America isn’t collapsing because it lacks resources. It’s struggling because it can no longer produce leaders willing to confront concentrated wealth.

The U.S. government is spending far more than it earns. National debt has crossed $34 trillion, and interest payments are now the largest single expense, even bigger than military spending. That alone should alarm anyone watching macro trends.

Meanwhile, major financial institutions and ultra-wealthy groups on Wall Street sit on capital that rivals the GDP of nations. Money clearly exists in the system. The issue is where it’s locked and who controls it.

With limited options, the government keeps borrowing or expanding the money supply. The result is predictable: persistent inflation and declining purchasing power for ordinary people. Savings lose value while asset owners benefit.

In theory, during times like this, those with the most should help stabilize the system.

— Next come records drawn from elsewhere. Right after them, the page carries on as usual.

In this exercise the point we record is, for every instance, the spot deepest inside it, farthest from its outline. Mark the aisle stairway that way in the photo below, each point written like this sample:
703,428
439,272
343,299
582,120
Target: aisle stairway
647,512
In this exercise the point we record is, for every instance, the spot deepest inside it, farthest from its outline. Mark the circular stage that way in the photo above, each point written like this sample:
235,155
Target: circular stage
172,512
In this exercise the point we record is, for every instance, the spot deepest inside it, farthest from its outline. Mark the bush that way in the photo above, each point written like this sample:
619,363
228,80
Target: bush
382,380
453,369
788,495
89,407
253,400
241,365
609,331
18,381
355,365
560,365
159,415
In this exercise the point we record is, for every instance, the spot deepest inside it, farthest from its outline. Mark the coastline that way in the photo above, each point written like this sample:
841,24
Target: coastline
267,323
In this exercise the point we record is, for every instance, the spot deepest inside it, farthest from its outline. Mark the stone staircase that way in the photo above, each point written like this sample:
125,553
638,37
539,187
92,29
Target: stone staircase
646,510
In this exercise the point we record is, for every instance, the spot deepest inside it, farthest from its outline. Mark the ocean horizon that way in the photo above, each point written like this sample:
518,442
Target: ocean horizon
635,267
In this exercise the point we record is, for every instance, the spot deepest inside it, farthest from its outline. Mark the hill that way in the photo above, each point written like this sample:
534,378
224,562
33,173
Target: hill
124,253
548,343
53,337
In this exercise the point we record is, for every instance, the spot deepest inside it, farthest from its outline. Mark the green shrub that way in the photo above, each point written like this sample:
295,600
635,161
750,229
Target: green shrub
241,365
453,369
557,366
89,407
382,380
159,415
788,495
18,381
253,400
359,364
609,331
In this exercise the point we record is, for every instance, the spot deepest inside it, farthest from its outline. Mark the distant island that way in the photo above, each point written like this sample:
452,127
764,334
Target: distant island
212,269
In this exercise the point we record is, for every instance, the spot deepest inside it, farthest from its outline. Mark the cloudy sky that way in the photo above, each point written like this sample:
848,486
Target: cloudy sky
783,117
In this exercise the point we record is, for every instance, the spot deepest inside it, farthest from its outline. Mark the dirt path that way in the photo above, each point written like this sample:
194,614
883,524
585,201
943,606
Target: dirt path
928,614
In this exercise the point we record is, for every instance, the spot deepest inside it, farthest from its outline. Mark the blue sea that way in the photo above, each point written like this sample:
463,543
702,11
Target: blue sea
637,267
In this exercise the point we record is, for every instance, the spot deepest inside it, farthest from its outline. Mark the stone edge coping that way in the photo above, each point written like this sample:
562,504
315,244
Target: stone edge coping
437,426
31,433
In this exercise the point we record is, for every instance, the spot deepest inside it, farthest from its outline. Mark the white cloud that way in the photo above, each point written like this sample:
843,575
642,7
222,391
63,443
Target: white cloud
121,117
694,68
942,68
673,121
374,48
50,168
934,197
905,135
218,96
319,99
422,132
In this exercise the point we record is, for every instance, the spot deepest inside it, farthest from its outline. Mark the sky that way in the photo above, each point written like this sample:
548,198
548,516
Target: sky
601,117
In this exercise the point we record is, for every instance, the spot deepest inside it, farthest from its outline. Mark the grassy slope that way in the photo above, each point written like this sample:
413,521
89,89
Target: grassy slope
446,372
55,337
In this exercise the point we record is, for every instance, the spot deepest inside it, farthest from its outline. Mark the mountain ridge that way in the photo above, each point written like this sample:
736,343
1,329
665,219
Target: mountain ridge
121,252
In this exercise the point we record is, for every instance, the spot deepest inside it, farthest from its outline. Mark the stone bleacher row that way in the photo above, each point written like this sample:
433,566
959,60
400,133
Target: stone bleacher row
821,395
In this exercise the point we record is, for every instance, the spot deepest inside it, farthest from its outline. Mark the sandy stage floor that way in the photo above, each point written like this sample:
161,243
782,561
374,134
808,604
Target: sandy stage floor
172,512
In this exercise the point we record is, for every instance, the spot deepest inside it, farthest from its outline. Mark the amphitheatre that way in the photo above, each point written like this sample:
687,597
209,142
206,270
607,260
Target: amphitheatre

If the country sinks, no one truly wins. In reality, that burden never reaches the top.

Why? Because political power and capital are deeply intertwined. U.S. elections require massive funding, much of which comes from financial giants. Any serious attempt to tax extreme wealth or tighten regulations faces intense lobbying and usually dies before becoming law.

This creates a distorted outcome: social programs are cut, public services weaken, student debt explodes, and homelessness rises — all while touching elite wealth remains politically untouchable.

History tells a different story. During the Great Depression, America recovered because leaders like Franklin D. Roosevelt confronted monopolistic capital directly. The New Deal, higher taxes on the wealthy, social security, and strong regulation rebuilt the middle class and restored confidence.

Today, that kind of leadership is missing. Modern politics revolves around reelection cycles and donor approval. Structural reform becomes a talking point, not action.

If this continues, debt will keep rising and confidence in U.S. fiscal discipline will erode. The dollar’s global dominance depends on trust in America’s ability to manage its finances. Once that trust weakens, volatility follows.

Even more dangerous is social fracture. When wealth concentrates at the top while living costs crush the majority, history shows instability becomes unavoidable. Markets can ignore inequality for a while, but societies can’t.

America still has the tools to fix this. What it lacks is a leader willing to challenge entrenched capital and rebalance responsibility.

Until that happens, the system remains stuck:

• The rich protect their wealth

• The poor absorb the pressure

• The government watches debt climb

That is the real risk facing America today.